Türkiye’de Türkoloji, akademik kurumlarda değil, siyasî ve edebî muhitlerde doğmuştur3. Namık Kemal, Ahmet Vefik, Fuat Köprülü gibi aydınların hayat ve eserleri bunun kanıtıdır. Bizde Türkoloji, Mustafa Celâlettin’in 1869’da yayınlanan “Les turcs: anciens et modernos” adlı kıymetli eseriyle hızlı bir gelişim sürecine girmiştir. Fakat bu eser, Avrupa’da ve Osmanlı’da Türkoloji bilgisinin gelişiminin bir ürünüdür. Çünkü Türkoloji çalışmaları, XVIII. yüzyılın ortalarından itibaren ilk önemli ürünlerini vermişse de, bu konudaki kayda değer tetkikler Kırım Savaşı’ndan sonraki yıllarda ortaya konulmuştur. Bununla birlikte, Türk Tarihi araştırmaları Sinoloji tetkikatıyla birlikte başlamıştır; “çünkü Türk tarihini Çin tarihile karışmış bir halde bulmaktayız.”4 Kısacası, Türkoloji çalışmaları Oryantalist araştırmaların gelişmesi sonucunda ortaya çıkmıştır.
Tarihsel kaynaklar, Oryantalizmin kolonyalist, Türkolojinin ise emperyalist aşamada doğduğunu bildiriyor. Bunun en somut örneğini, Arminius Vámbéry’nin İngiliz emperyalizmi hesabına faaliyetinde görmek mümkündür. Rusya kolonyalizmi Türkofon kavimlerin yaşadığı bölgelere yayıldıkça, başta İngiltere ve Fransa’nın Ruslara yanıtı, Turancı akımları güçlendirmek ve Türkolojiyi kurmaya yönelmek olmuştur. Ancak Macarların Türklerle tarihsel bakımdan karındaş olmaları, Türklük bilimi araştırmalarını heyecanlı bir bilimsel alanda tutmaya yetmiştir. Bu noktada Macar ve Türk Türkologlarını birleştiren ortak kavram ve ideal “Turan” olmuştur5. Çünkü Turan, kökenler ve göçler konusuyla, dolayısıyla Türklük bilimiyle doğrudan ilgilidir. Dolayısıyla, Türkoloji araştırmalarında Batılı Türkologların önemli yeri olmakla birlikte, Ruslar ve Macarlar da mühim katkılarda bulunmuştur.

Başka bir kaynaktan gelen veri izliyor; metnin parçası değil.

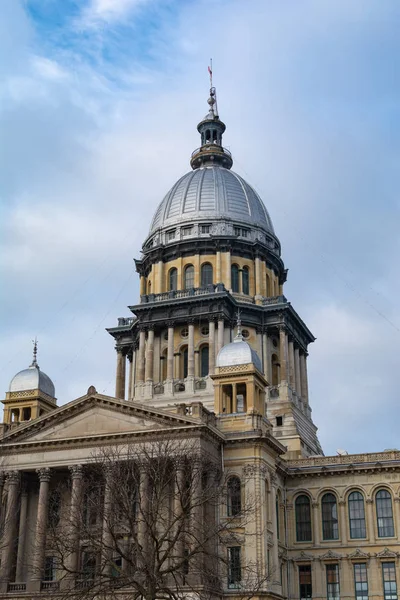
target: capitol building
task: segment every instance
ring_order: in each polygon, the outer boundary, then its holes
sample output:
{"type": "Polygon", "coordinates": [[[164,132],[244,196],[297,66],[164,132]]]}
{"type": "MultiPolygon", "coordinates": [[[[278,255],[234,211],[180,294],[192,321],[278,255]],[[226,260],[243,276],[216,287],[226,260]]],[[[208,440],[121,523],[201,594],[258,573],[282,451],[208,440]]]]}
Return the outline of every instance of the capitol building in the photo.
{"type": "Polygon", "coordinates": [[[197,130],[107,329],[115,395],[58,406],[36,346],[9,383],[0,599],[397,600],[400,452],[324,455],[315,338],[213,87],[197,130]]]}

Türkoloji, XVII. yüzyılda Cizvit papazlarının başlattığı Sinoloji çalışmalarının bir şubesi olarak gelişmiş, sonra bağımsız bir inceleme hâline gelmiştir. Sinoloji çalışmaları, Orta Asya Türkleri ve onların tarihiyle ilgili tarihsel bilgilerin ortaya çıkmasını, dolayısıyla Türkolojinin gelişimini sağlamıştır. Fransız Sinoloğu De Guignes (1721-1800), XVIII. yüzyılın ortalarında eski Türklerle ilgili ilk eseri yayınlamıştır. Türkoloji, önce Fransa’da, sonra diğer Avrupa ülkelerinde gelişmiş ve XIX. yüzyılda Oryantalizm araştırmalarının bir şubesi olarak bağımsız bir araştırma alanı olmuştur. Fransızlar, Oryantalizmin sistemli bir boyut kazanmasını da sağlamıştır. Napolyon Bonaparte, 1798 Mısır seferine, görevleri “Mısır’ı daha önce hiç olmadığı bir biçimde gözlemlemek” olan bir bilim ekibini de dahil etmişti6. Bu ekibin gözlemleri, “Description de l’Egypte” başlıklı kitapta toplanmış ve Oryantalizm araştırmaları açısından çok önemli bir kaynak olmuştur.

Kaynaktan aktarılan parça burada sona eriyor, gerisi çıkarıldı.